Kak Lila tersenyum. ”Mungkin yang dikatakan Papa kemarin ada benarnya juga. Sebentar lagi kamu masuk SMP.
Kebutuhan kamu masuk SMP pasti banyak sekali. Buku-buku baru, seragam, sepatu, alat-alat tulis, belum lagi harus membayar uang ini, uang itu.
Apalagi sekarang kondisi keuangan keluarga kita sudah tidak seperti dulu lagi seusai Papa dirawat di rumah sakit,” nasihat Kak Lila.
Aku tidak berkomentar sepatah kata pun.

”KAMU pasti berpikir semua itu akan menjadi tanggung jawab Papa dan Mama. Tetapi, tidak ada salahnya, sebagai anak kita membantu mengurangi tanggung jawab mereka,” lanjut Kak Lila seolah tahu apa yang ada dalam benakku.
”Jadi, menurut Kak Lila, aku tidak perlu membeli ha-pe?” tanyaku sedih.

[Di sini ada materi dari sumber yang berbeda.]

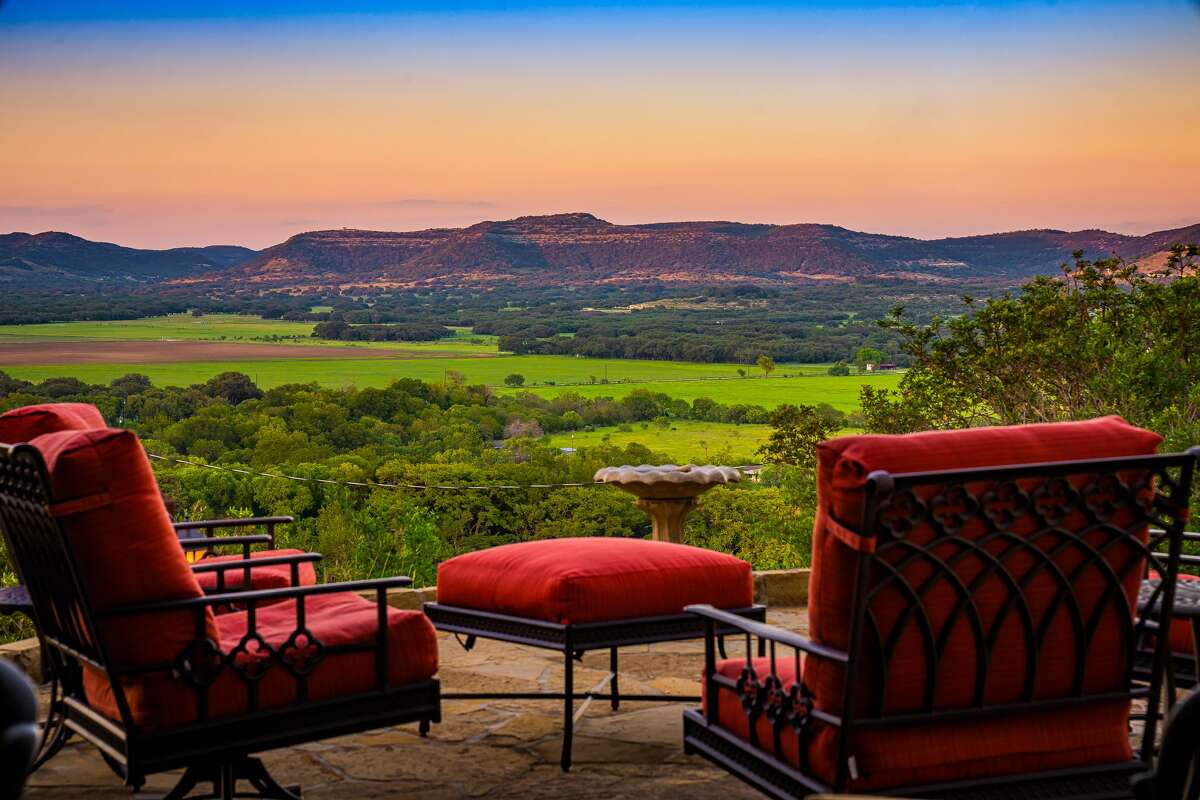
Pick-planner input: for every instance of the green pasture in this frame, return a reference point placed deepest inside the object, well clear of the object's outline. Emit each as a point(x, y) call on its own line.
point(840, 392)
point(683, 380)
point(545, 374)
point(219, 328)
point(684, 441)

”Bukannya tidak perlu, tetapi belum perlu. Ada baiknya kamu gunakan uang ini untuk keperluan yang lebih mendesak.”
”Maksud Kakak?” tanyaku bingung.
Tiba-tiba Kak Lila berdiri. Beberapa saat kemudian dia kembali dengan menenteng sebuah sepatu hitam yang sudah butut.
Mataku melotot menatap sepatuku yang sebenarnya sudah tidak layak pakai, tetapi masih tetap aku pakai karena Papa belum membelikan sepatu yang baru.
”Menurut Kakak, membeli sepatu jauh lebih penting daripada ha-pe. Tanpa ha-pe, kamu masih bisa berangkat ke sekolah, tetapi tanpa sepatu kamu tidak bisa ke sekolah,” lanjut Kak Lila.
Aku mulai setuju dengan pemikiran Kak Lila. Tidak cuma sepatu, tetapi tas sekolah juga sudah butut dan perlu diganti. Awalnya, aku memang berharap Papa membelikan aku sepatu dan tas baru.
”Bagaimana..., masih ingin membeli ha-pe?” tanya Kak Lila setelah panjang lebar menasihatiku.

AKU buru-buru menggeleng. ”Kakak benar. Sepertinya sepatu dan tas lebih penting daripada ha-pe. Kakak bersedia mengantarkan aku beli sepatu kan?” tanyaku.
Kak Lila tersenyum. Dia terlihat lebih gembira dibanding aku.
”Tetapi aku boleh pinjam ha-pe Kakak kan?” rengekku.
”Buat apa?”
”Main game!”
”Jadi, selama ini kamu
ingin beli ha-pe hanya untuk main game saja? Padahal, fungsi ha-pe yang utama adalah sebagai alat komunikasi, bukan buat main-main,” kata Kak Lila.
Meski kakakku yang satu ini cerewetnya bukan main, aku sayang dia karena semua yang dikatakan Kak Lila memang benar dan bermanfaat buatku.